Genomic dissection of cellular plasticity and transcriptional memory in drug tolerance.

Non-genetic cellular heterogeneity has a poorly understood origin but a significant impact on human health.

A clear example is the phenotypic switch associated with the appearance of drug-tolerant persister cells that can escape anticancer treatment and provide a reservoir from which resistant clones may evolve. There is an urgent need to develop therapies targeting these processes, however they are not yet fully understood.

Here, we propose to investigate the fundamental gene expression mechanism controlling cellular plasticity.

We will investigate the factors allowing cells previously exposed to a drug to be more resistant to a second exposure, with a focus on transcriptional memory.

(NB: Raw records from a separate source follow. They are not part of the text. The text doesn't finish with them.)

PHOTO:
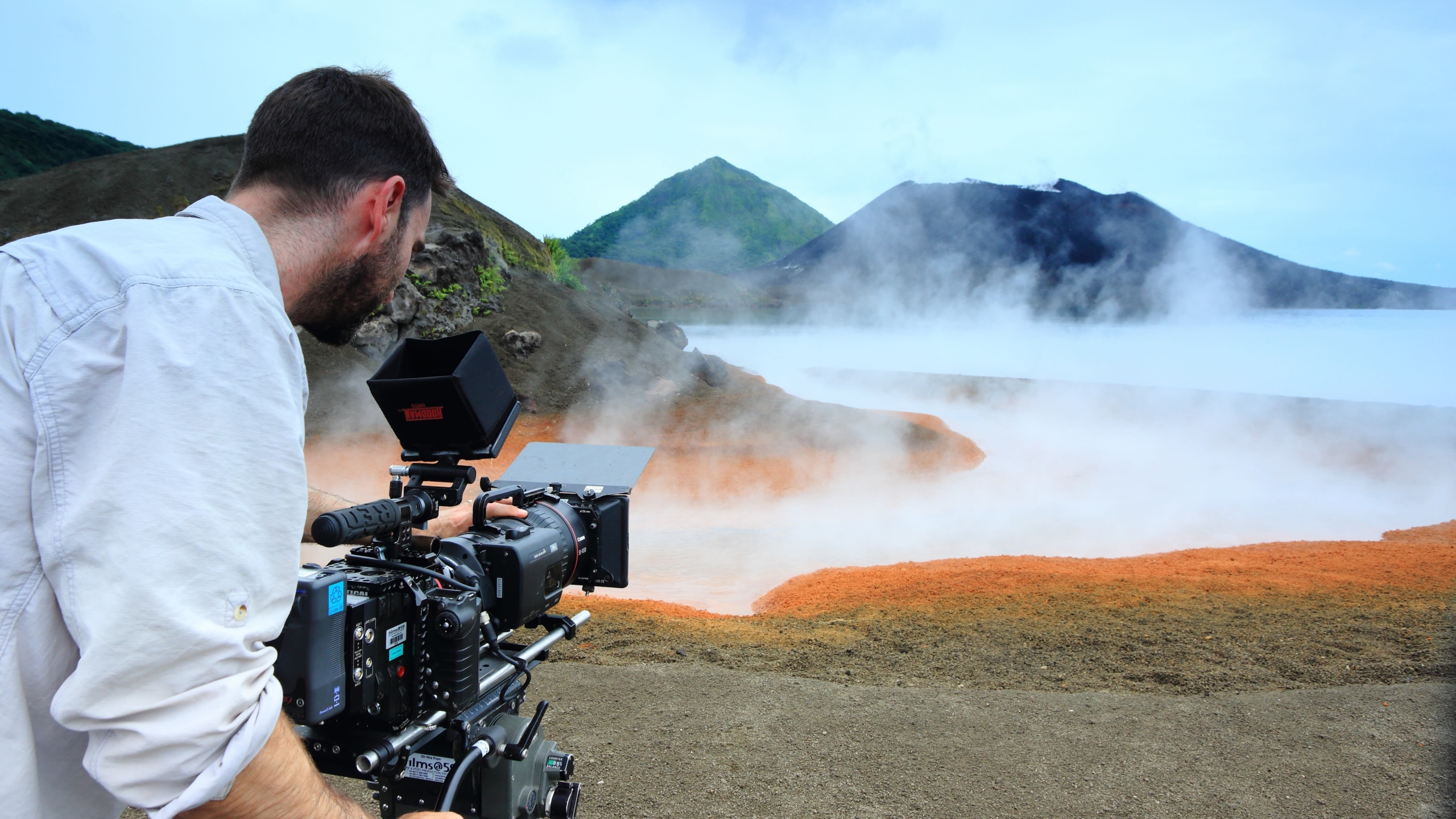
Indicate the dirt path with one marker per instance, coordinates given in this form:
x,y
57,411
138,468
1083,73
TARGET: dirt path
x,y
693,741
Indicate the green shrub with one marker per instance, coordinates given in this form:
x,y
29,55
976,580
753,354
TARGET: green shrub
x,y
491,282
562,267
428,289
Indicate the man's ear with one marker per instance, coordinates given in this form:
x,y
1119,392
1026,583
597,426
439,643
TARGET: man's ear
x,y
375,213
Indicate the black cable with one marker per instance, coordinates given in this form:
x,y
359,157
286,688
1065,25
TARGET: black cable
x,y
376,563
458,776
493,643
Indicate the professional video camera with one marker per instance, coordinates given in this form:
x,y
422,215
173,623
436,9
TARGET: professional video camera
x,y
395,660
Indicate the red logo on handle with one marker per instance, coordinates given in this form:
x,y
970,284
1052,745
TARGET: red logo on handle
x,y
421,413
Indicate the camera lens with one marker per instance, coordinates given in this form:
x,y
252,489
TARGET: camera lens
x,y
561,802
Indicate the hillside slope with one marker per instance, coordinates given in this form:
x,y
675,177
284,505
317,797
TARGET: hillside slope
x,y
562,349
714,218
1060,250
30,144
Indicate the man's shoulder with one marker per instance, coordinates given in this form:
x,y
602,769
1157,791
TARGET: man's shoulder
x,y
86,264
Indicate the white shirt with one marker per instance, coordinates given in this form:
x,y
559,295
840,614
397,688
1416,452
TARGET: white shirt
x,y
152,395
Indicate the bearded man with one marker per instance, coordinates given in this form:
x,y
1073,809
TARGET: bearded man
x,y
152,397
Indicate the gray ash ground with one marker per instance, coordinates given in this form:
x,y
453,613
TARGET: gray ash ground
x,y
689,739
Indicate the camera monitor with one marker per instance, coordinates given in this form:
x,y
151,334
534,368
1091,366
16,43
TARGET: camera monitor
x,y
578,467
446,398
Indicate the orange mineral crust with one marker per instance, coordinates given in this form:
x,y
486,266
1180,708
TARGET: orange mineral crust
x,y
1410,563
1261,617
702,452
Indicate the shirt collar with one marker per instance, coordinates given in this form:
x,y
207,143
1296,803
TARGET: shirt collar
x,y
248,235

We will investigate which factors facilitate the transition between sensitive and tolerant phenotypic estates in absence of drug treatment. We will develop a novel single-cell RNA-Seq approach able to record a snapshot of the ancestral transcriptome.

This will allow us to link past and present phenotypes, and facilitate the identification of events preceding the phenotypic switches that would be ideal therapeutic targets. Finally, we will integrate and validate all results using in vitro and in vivo systems.

In summary, this project promises to improve our mechanistic understanding of the regulation of phenotypic switches in cancer and aims to identify new therapeutic targets that could increase the efficacy of current treatments.